Prinsip dan unsure penalaran Penulisan ilmiah
Mengemukakan dan membahas fakta secara logis dan
sistematis dengan bahasa yang baik dan benar. Ini berarti bahwa untuk
menulis penulisan ilmiah diperlukan kemampuan menalar secara ilmiah.
Melalui proses penalaran, kita dapat samapai pada
kesimpulan yang berupa asumsi, hipotesis atau teori.
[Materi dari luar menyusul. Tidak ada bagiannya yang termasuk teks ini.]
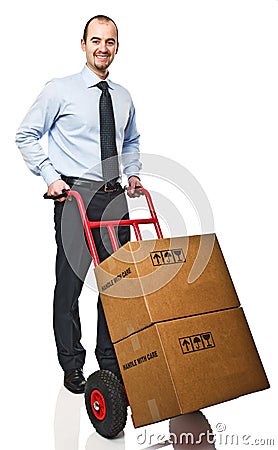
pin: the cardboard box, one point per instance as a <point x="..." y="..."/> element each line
<point x="179" y="366"/>
<point x="152" y="281"/>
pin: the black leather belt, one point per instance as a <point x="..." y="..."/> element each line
<point x="91" y="184"/>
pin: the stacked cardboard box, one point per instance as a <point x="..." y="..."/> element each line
<point x="180" y="335"/>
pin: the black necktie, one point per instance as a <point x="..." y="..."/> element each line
<point x="109" y="155"/>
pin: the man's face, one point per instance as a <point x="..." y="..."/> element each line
<point x="101" y="46"/>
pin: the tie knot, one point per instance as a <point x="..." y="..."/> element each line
<point x="102" y="85"/>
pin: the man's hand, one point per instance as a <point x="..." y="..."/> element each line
<point x="56" y="188"/>
<point x="133" y="183"/>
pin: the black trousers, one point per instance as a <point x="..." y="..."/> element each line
<point x="72" y="263"/>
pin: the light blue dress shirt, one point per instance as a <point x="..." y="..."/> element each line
<point x="68" y="109"/>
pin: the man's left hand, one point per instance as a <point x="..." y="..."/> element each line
<point x="133" y="183"/>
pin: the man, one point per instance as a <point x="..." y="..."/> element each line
<point x="82" y="142"/>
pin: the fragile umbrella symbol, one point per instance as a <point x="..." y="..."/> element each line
<point x="197" y="341"/>
<point x="207" y="337"/>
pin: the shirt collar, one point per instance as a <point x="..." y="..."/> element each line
<point x="91" y="79"/>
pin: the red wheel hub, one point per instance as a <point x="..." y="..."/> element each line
<point x="98" y="404"/>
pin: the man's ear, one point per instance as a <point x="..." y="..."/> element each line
<point x="83" y="44"/>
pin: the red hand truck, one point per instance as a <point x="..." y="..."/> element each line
<point x="105" y="397"/>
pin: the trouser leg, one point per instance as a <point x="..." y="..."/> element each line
<point x="72" y="263"/>
<point x="69" y="283"/>
<point x="113" y="206"/>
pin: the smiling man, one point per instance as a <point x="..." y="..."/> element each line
<point x="90" y="123"/>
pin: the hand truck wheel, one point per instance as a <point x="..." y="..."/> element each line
<point x="106" y="403"/>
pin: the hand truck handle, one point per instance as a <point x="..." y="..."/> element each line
<point x="55" y="197"/>
<point x="110" y="224"/>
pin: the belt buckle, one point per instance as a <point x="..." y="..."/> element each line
<point x="108" y="186"/>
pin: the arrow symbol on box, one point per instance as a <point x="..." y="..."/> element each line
<point x="157" y="258"/>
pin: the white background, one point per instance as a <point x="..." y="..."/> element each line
<point x="203" y="76"/>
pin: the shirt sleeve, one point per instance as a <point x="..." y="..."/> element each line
<point x="35" y="124"/>
<point x="130" y="152"/>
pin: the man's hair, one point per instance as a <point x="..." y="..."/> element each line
<point x="101" y="18"/>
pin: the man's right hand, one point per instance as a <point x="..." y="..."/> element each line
<point x="56" y="188"/>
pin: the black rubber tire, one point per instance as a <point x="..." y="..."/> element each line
<point x="108" y="384"/>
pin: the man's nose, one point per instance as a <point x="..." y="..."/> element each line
<point x="102" y="46"/>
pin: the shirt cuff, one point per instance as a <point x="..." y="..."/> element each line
<point x="49" y="174"/>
Penalaran disini adalah
proses pemikiran untuk memperoleh kesimpulan yang logis berdasarkan fakta yang
relevan.
Dengan kata lain, penalaran adalah proses penafsiran
fakta sebagai dasar untuk menarik kesimpulan.
Jenis Penalaran Menurut prosesnya, penalaran dibedakan
menjadi dua.
a. Penalaran induktif secara formal dapat
dikatakan bahwa induksi adalah proses penalaran untuk sampai pada suatu
keputusan, prinsip, atau sikap yang bersifat umum dan khusus, berdasarkan
pengamatan atas hal-hal yang khusus.
Proses induksi dapat dibedakan:
1) Generalisasi, ialah
proses penalaran berdasarkan pengamatan atas jumlah gejala dengan sifat-sifat
tertentu untuk menarik kesimpulan mengenai semua atau sebagian dari gejala
serupa.
2) Analogi, adalah suatu proses penalaran untuk menarik kesimpulan
tentang kebenaran suatu gejala khusus berdasarkan kebenaran gejala khusus lain
yang memiliki sifat-sifat esensial yang bersamaan.
3) Hubungan sebab akibat, Penalaran dari sebab ke akibat mulai dari pengamatan terhadap suatu sebab yang diketahui. Berdasarkan itu, kita menarik kesimpulan mengenai akibat yang mungkin ditimbulkan.
3) Hubungan sebab akibat, Penalaran dari sebab ke akibat mulai dari pengamatan terhadap suatu sebab yang diketahui. Berdasarkan itu, kita menarik kesimpulan mengenai akibat yang mungkin ditimbulkan.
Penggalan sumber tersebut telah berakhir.